The similarity between the solar system and nuclear model suggests that electrons should move around the nucleus in well-defined orbits. Further, the coulomb force ( \(\mathrm{k} q_{1} q_{2} / r^{2}\) where \(q_{1}\) and \(q_{2}\) are the charges, \(r\) is the distance of separation of the charges and \(\mathrm{k}\) is the proportionality constant) between electron and the nucleus is mathematically similar to the gravitational force.

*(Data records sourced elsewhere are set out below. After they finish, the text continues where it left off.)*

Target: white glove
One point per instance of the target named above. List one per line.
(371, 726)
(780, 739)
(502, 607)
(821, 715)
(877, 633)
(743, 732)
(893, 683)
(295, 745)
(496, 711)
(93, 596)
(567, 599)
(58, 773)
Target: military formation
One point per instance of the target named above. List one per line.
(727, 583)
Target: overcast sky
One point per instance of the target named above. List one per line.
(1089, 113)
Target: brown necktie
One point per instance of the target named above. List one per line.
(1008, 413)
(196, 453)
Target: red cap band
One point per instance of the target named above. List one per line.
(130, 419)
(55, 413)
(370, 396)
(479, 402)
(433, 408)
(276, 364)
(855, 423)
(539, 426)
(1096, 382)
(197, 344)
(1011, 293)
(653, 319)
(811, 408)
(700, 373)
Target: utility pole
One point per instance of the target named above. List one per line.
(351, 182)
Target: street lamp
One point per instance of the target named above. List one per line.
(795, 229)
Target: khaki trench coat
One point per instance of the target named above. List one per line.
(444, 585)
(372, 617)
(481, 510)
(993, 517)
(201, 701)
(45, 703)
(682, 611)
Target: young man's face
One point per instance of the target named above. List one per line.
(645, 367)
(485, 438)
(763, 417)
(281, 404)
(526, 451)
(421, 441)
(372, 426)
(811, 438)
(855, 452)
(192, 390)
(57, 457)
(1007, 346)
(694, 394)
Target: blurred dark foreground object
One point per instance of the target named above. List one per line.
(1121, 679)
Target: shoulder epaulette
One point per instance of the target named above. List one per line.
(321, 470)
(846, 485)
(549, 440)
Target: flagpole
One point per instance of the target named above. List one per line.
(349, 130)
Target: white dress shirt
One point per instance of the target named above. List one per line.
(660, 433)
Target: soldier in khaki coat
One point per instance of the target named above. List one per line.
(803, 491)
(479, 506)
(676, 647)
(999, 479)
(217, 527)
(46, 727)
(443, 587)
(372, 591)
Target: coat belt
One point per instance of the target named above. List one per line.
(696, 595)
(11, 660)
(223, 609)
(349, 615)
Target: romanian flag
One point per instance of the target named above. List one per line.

However, when a body is moving in an orbit, it undergoes acceleration even if it is moving with a constant speed in an orbit because of changing direction. So an electron in the nuclear model describing planet-like orbits is under acceleration. According to the electromagnetic theory of Maxwell, charged particles when accelerated should emit electromagnetic radiation (This feature does not exist for planets since they are uncharged). Therefore, an electron in an orbit will emit radiation, the energy carried by radiation comes from electronic motion. The orbit will thus continue to shrink. Calculations show that it should take an electron only \(10^{-8} \mathrm{~s}\) to spiral into the nucleus. But this does not happen. Thus, the Rutherford model cannot explain the stability of an atom. If the motion of an electron is described on the basis of the classical mechanics and electromagnetic theory, you may ask that since the motion of electrons in orbits is leading to the instability of the atom, then why not consider electrons as stationary around the nucleus. If the electrons were stationary, electrostatic attraction between the dense nucleus and the electrons would pull the electrons toward the nucleus to form a miniature version of Thomson’s model of atom.

Another serious drawback of the Rutherford model is that it says nothing about distribution of the electrons around the nucleus and the energies of these electrons.